# EAA Pavona 380



## borris (Oct 28, 2012)

So Who Is The Go To Person To Find Out Anything On E A A ,Posted Before On This But No Answer's Wares All The Big Dogs, On The Porch ? :buttkick: :smt033 Sure Would Like Some Help


----------



## TAPnRACK (Jan 30, 2013)

Well, the EAA Witness Pavona is a CZ 75 clone designed with female shooters in mind. A polymer frame with a smaller grip to create more comfortable handling for female shooters. The slide is easier to rack as well compared to the regular Witness model due to lighter springs. Add some silver sparkles in the poly lower and colors like pink, purple and blue (black also) and you have a handgun that is aggressively going after the female shooter market. 

I haven't shot one, but they are in stock at my local gun shop and apparently popular based on sales.
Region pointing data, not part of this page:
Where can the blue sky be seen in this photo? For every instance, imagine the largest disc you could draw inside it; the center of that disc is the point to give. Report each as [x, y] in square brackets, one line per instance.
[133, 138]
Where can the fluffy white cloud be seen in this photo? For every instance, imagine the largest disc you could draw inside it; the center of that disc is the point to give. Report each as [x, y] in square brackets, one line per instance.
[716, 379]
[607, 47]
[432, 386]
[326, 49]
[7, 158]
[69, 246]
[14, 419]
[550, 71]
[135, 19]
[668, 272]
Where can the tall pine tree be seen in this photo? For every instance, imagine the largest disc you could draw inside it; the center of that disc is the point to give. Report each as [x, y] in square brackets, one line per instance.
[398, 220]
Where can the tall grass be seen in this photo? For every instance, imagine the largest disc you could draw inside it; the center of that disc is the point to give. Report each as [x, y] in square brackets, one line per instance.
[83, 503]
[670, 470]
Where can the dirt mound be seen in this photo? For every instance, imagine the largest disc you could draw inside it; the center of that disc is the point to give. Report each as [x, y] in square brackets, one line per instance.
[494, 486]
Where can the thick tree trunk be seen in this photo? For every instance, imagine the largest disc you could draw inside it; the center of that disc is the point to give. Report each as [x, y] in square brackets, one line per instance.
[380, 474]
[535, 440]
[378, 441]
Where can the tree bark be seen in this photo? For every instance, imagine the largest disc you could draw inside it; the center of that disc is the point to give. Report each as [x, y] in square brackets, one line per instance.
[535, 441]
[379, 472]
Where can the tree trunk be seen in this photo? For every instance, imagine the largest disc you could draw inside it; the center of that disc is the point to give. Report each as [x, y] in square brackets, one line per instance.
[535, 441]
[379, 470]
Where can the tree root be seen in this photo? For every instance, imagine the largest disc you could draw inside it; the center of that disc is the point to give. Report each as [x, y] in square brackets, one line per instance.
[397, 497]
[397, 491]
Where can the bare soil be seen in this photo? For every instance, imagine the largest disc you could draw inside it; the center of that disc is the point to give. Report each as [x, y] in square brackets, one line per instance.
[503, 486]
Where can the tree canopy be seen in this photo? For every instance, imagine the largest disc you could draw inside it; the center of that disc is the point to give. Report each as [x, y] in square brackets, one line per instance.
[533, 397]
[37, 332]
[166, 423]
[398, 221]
That's about all I can tell ya.


----------



## borris (Oct 28, 2012)

TAPnRACK said:


> Well, the EAA Witness Pavona is a CZ 75 clone designed with female shooters in mind. A polymer frame with a smaller grip to create more comfortable handling for female shooters. The slide is easier to rack as well compared to the regular Witness model due to lighter springs. Add some silver sparkles in the poly lower and colors like pink, purple and blue (black also) and you have a handgun that is aggressively going after the female shooter market.
> 
> I haven't shot one, but they are in stock at my local gun shop and apparently popular based on sales.
> 
> That's about all I can tell ya.


 Thanks For A Come Back Like To Know More On The Handling Of the gun etc , Kind Of A First Hand Review Not Out Of The "Rags"


----------